One cannot help but wonder who allowed this to happen? Who let pink back in? For the longest time, pink was frowned upon as the color of gender conditioning, the hue that would make Barbie dolls of us all. Pink was also the working woman's Kryptonite -- wear it and you were corporate toast. Then slowly, imperceptibly, the rules fell away, and a good thing, too.
What's so awful about little girls loving pink? Ditto the teens, staggering out of high street chains with armfuls of pink sparkly every-thing. Much more worrying is that, these days, it's not just young girls -- it's grown women who are turning our pavements into churning oceans of girly pink. How often recently have I seen groups of women, in their thirties, forties and beyond, sashaying along in baby-pink velour tracksuits, or hot pink leggings, shrieking into bubblegum-pink phones.
Everywhere you look, grown women dressed up as little girls. It's horrifying. And bewildering.
It's not even as though every woman looks so pretty in pink. (It's a fine line between dewy youth and the full-blown Baby Jane.) In fact, only an elite set of women (and the occasional style-smart gay man) can do pink with aplomb. One example is glamor model Jordan, whose wedding was such a display of pink "shock and awe" one could only applaud.
The only surprise was that she didn't have husband Peter Andre dyed pink. Here was a woman, one of the very few, to make pink seem ultra-sexual and powerful: "You want pink, big boy, I'll give you pink."
Sadly, with most women, pink has entirely the opposite effect -- neutralizing them, taking away their edge.
And maybe for some of these women, that's the point -- as if, in these gender-blurred times, pink has become a short cut to express old-style softness and femininity.
It could even be that extremely tough women use pink to deflect attention from their true colors -- ruthlessness, ambition, drive. As in, "Yes I just broke your balls in that business meeting, but I'm wearing pink, so I'm lovely really."

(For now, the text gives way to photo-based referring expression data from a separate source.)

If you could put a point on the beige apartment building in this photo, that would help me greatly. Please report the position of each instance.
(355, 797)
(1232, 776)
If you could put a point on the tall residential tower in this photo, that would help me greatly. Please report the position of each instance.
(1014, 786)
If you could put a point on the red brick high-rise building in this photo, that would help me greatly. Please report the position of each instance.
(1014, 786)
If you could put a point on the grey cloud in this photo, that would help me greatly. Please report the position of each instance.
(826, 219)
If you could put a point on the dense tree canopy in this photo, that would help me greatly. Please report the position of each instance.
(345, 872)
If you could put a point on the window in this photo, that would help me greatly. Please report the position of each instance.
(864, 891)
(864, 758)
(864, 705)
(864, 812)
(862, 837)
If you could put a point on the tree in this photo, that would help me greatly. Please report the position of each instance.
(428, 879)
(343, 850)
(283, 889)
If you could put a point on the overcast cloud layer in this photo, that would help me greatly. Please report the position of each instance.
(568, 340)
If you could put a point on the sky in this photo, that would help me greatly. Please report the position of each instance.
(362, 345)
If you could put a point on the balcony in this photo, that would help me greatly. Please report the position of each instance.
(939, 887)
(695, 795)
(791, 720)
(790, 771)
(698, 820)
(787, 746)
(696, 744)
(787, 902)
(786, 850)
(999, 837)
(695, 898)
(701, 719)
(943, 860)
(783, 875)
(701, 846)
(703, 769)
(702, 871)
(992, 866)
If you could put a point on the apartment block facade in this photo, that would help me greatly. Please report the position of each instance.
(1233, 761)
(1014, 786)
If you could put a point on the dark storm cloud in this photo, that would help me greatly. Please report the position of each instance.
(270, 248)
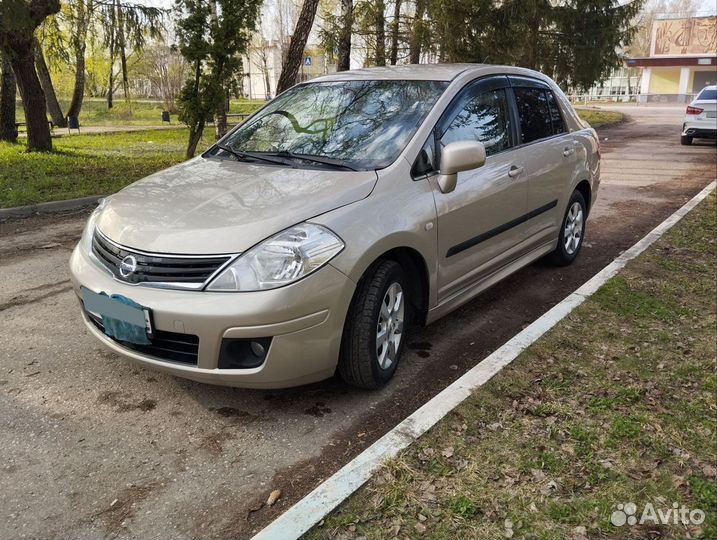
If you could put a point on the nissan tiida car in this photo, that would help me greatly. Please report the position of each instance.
(347, 211)
(701, 117)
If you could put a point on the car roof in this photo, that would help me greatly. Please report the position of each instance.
(422, 72)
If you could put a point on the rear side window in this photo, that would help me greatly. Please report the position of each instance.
(555, 116)
(708, 93)
(484, 118)
(534, 111)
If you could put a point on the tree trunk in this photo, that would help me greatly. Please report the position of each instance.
(122, 44)
(53, 105)
(33, 99)
(380, 33)
(78, 92)
(393, 55)
(267, 80)
(417, 33)
(8, 91)
(79, 44)
(220, 120)
(112, 45)
(344, 46)
(294, 58)
(195, 135)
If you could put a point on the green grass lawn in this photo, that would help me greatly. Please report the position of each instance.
(135, 113)
(84, 165)
(597, 118)
(615, 405)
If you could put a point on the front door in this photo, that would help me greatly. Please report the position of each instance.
(479, 223)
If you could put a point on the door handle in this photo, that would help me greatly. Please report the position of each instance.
(515, 171)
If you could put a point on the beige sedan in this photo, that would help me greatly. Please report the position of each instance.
(345, 213)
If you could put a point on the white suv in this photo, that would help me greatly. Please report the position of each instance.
(701, 117)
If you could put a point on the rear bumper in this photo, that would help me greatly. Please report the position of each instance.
(305, 321)
(700, 129)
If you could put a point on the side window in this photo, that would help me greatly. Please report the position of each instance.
(426, 159)
(535, 121)
(555, 115)
(484, 118)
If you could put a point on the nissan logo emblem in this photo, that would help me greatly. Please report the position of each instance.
(128, 266)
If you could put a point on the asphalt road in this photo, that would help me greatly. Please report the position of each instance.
(95, 447)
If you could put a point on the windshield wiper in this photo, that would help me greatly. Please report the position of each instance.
(248, 156)
(337, 164)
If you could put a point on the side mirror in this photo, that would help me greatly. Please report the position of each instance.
(456, 157)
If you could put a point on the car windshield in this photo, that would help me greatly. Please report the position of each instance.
(708, 93)
(351, 124)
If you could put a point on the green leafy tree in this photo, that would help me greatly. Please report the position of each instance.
(18, 21)
(212, 35)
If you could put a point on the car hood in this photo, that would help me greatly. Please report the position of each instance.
(211, 206)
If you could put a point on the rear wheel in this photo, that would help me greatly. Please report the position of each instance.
(375, 327)
(572, 231)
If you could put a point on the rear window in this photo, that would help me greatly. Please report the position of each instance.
(535, 118)
(708, 93)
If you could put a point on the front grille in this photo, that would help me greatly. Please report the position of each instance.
(171, 346)
(181, 272)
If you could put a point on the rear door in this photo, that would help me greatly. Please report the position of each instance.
(479, 224)
(551, 155)
(707, 101)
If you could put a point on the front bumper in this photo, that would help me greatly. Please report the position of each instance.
(305, 321)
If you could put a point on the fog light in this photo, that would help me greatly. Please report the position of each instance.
(243, 353)
(258, 349)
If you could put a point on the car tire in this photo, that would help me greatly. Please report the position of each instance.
(363, 362)
(572, 227)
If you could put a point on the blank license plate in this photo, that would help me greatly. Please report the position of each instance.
(103, 306)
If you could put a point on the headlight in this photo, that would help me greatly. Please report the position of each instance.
(282, 259)
(86, 241)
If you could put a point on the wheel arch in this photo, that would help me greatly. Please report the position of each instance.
(416, 270)
(586, 191)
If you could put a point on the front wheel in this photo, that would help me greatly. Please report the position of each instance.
(375, 327)
(572, 231)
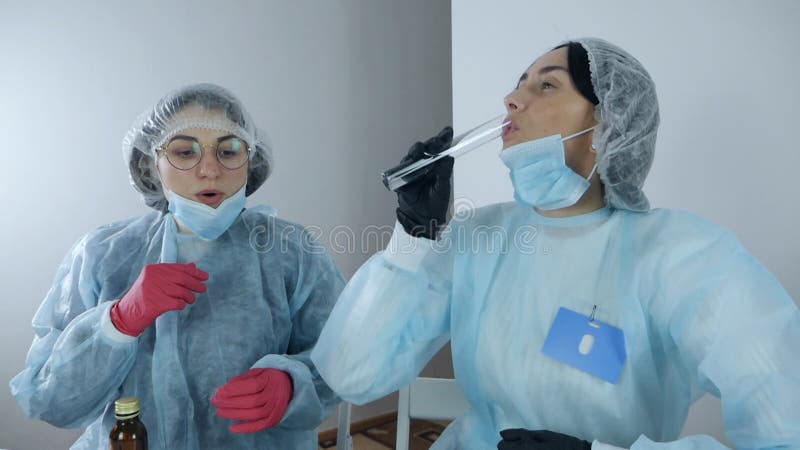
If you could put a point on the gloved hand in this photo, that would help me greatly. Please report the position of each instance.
(159, 288)
(259, 397)
(520, 439)
(423, 203)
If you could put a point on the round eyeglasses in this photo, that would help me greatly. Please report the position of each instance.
(184, 153)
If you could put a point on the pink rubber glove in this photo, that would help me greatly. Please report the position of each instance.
(159, 288)
(259, 397)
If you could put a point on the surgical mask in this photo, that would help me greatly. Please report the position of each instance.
(540, 174)
(206, 222)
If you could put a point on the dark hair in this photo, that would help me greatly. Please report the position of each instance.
(578, 65)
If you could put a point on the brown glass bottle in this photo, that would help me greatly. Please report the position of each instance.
(129, 432)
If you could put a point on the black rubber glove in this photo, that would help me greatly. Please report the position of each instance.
(520, 439)
(423, 203)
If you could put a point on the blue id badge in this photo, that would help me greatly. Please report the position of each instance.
(586, 344)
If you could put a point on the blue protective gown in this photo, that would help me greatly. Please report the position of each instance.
(699, 315)
(270, 290)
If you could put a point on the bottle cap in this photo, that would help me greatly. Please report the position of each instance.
(126, 407)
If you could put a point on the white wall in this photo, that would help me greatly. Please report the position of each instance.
(726, 73)
(343, 87)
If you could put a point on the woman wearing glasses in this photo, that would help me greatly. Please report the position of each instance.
(204, 310)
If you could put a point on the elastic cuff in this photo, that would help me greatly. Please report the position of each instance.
(406, 251)
(597, 445)
(111, 331)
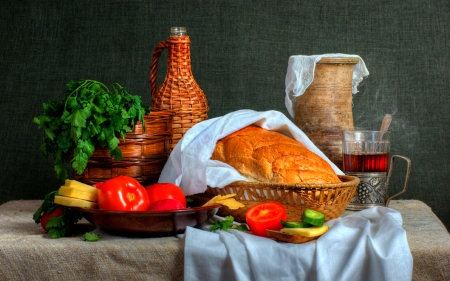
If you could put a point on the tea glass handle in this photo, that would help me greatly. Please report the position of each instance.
(408, 171)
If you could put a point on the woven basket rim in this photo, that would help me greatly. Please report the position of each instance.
(347, 181)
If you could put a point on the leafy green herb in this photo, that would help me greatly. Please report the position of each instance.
(91, 237)
(226, 224)
(90, 116)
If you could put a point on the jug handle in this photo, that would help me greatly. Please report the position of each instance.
(408, 171)
(154, 66)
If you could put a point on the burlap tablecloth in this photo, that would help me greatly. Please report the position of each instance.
(26, 253)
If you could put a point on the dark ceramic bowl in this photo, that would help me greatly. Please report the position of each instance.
(150, 223)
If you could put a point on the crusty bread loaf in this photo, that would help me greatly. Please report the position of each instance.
(269, 156)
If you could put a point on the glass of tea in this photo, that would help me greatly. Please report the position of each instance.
(365, 151)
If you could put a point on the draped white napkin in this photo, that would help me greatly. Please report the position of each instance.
(300, 74)
(189, 165)
(366, 245)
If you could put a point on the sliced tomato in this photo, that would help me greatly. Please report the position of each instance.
(267, 215)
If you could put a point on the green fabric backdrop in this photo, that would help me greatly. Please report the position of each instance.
(240, 51)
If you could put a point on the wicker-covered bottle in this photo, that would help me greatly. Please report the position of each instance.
(179, 91)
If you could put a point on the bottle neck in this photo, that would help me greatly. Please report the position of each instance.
(178, 31)
(179, 56)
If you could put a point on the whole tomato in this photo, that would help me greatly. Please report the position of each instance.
(167, 190)
(264, 216)
(122, 193)
(57, 212)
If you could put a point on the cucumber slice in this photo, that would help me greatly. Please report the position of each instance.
(308, 232)
(313, 217)
(295, 224)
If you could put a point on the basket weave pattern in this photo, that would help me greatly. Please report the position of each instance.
(179, 91)
(144, 153)
(330, 199)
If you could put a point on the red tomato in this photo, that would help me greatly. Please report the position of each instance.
(122, 193)
(58, 211)
(98, 185)
(166, 205)
(265, 216)
(161, 191)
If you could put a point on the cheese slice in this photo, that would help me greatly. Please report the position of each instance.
(77, 193)
(81, 186)
(308, 232)
(74, 202)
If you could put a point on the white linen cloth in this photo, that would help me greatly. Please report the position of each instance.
(366, 245)
(300, 74)
(189, 165)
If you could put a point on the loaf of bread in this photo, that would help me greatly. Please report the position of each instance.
(269, 156)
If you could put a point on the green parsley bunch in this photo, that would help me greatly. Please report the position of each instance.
(90, 116)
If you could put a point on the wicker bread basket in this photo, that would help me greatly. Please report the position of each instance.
(330, 199)
(144, 153)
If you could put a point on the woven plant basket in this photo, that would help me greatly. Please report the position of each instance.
(179, 91)
(144, 153)
(330, 199)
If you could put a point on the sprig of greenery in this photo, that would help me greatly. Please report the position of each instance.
(90, 116)
(226, 224)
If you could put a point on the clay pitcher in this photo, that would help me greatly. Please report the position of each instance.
(324, 110)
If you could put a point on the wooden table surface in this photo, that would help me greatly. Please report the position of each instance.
(27, 253)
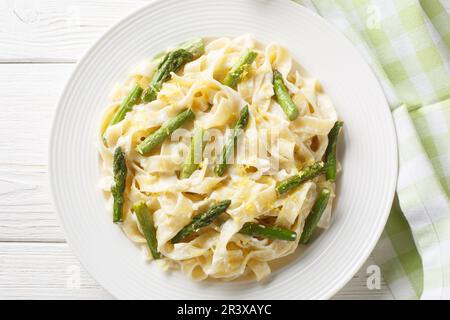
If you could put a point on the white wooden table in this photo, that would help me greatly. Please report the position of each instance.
(40, 41)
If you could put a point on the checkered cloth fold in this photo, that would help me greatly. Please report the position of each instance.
(407, 44)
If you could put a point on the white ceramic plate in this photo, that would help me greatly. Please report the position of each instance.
(368, 153)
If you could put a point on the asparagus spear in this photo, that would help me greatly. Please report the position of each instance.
(120, 176)
(240, 125)
(202, 220)
(283, 97)
(171, 62)
(237, 71)
(157, 137)
(315, 215)
(132, 99)
(189, 50)
(303, 175)
(195, 46)
(259, 230)
(195, 154)
(330, 152)
(145, 220)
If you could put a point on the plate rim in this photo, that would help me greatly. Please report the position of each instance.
(331, 28)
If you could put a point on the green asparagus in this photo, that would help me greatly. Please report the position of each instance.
(157, 137)
(330, 152)
(259, 230)
(202, 220)
(171, 62)
(303, 175)
(314, 216)
(145, 220)
(239, 68)
(132, 99)
(195, 46)
(117, 190)
(283, 97)
(228, 148)
(195, 154)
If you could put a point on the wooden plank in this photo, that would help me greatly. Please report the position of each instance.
(49, 271)
(59, 30)
(55, 30)
(44, 271)
(28, 99)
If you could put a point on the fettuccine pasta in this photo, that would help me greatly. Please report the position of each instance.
(270, 149)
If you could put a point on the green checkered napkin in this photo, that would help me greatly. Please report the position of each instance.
(407, 43)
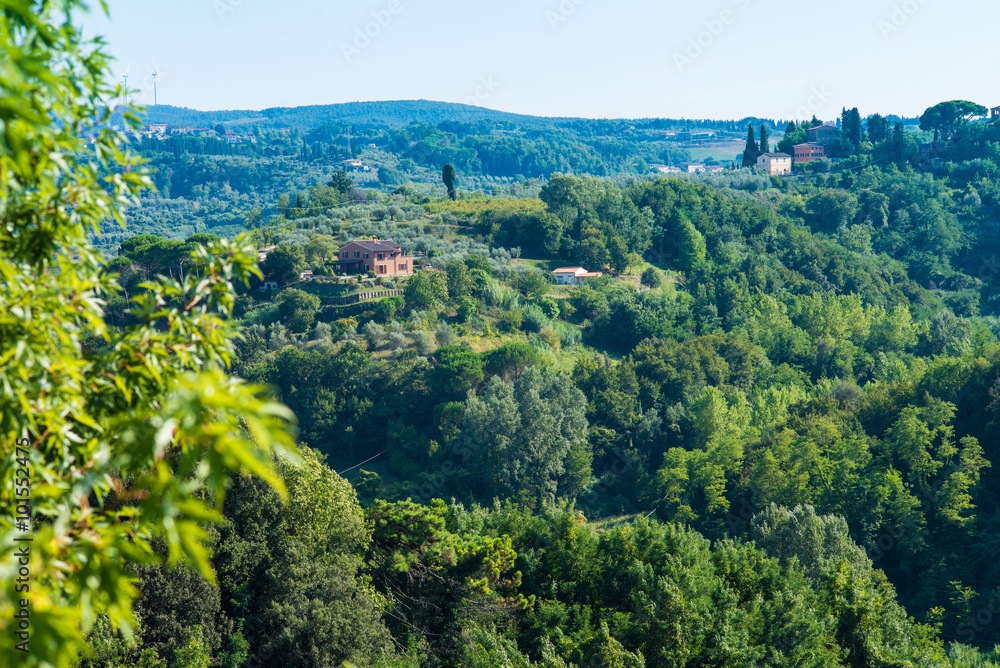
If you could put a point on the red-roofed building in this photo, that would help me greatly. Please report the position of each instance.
(809, 152)
(775, 164)
(574, 275)
(822, 134)
(385, 258)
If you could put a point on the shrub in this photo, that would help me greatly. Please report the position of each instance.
(511, 320)
(652, 278)
(551, 338)
(534, 319)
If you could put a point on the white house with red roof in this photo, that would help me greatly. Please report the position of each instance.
(574, 275)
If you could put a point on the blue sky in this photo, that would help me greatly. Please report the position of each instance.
(591, 58)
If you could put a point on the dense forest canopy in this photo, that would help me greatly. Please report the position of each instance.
(764, 434)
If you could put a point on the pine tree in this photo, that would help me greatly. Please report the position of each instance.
(752, 152)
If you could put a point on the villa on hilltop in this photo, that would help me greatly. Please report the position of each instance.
(385, 258)
(574, 275)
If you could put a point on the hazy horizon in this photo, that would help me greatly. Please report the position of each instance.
(725, 59)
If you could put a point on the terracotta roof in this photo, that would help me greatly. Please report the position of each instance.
(377, 246)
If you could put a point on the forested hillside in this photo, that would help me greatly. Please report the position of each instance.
(766, 434)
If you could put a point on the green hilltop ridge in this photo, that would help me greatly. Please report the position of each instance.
(393, 114)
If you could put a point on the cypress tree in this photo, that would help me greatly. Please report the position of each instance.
(752, 152)
(448, 176)
(855, 128)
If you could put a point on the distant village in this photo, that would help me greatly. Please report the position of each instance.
(775, 164)
(163, 131)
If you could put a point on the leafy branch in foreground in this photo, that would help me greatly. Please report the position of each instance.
(120, 436)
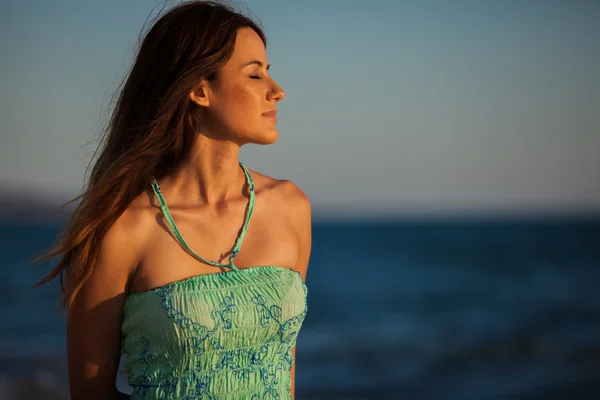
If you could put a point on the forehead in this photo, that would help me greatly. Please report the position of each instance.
(248, 46)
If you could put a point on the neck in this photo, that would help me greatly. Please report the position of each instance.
(211, 174)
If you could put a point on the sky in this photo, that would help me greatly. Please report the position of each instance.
(392, 107)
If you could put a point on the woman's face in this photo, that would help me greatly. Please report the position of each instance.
(240, 104)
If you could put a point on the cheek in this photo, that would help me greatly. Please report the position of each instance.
(241, 105)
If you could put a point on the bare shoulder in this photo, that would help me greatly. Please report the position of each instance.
(294, 205)
(94, 318)
(285, 193)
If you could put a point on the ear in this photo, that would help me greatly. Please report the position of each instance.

Delving into the psychology of pink, questions must be raised. Could it really be the color of choice for those women who yearn to be like little girls again? Is being infantilized in this way the new female bliss? Tellingly, maybe, they're rumored to be shifting an awful lot of pink merchandise to divorced and separated women. What does this say -- that when reality bites hard, so hard it draws blood, it's time for a woman to reach for the pink stuff? Because then you are transported back to a time when everything is fluffy and pretty, and there are no monsters under the bed (or in it).
In which case, maybe one should call time on the tyranny of the pink junkies. One hears that some women have taken to hiding their pink phones when they are doing business, proving that there may be such a thing as "pink shame."
And so there should be. After all, when was the last time you encountered armies of grown men decked out in sailor suits, sucking their thumbs and wailing "Mummy?" The female of the species had better put pink in its place -- just a color after all, and hell on earth to keep clean.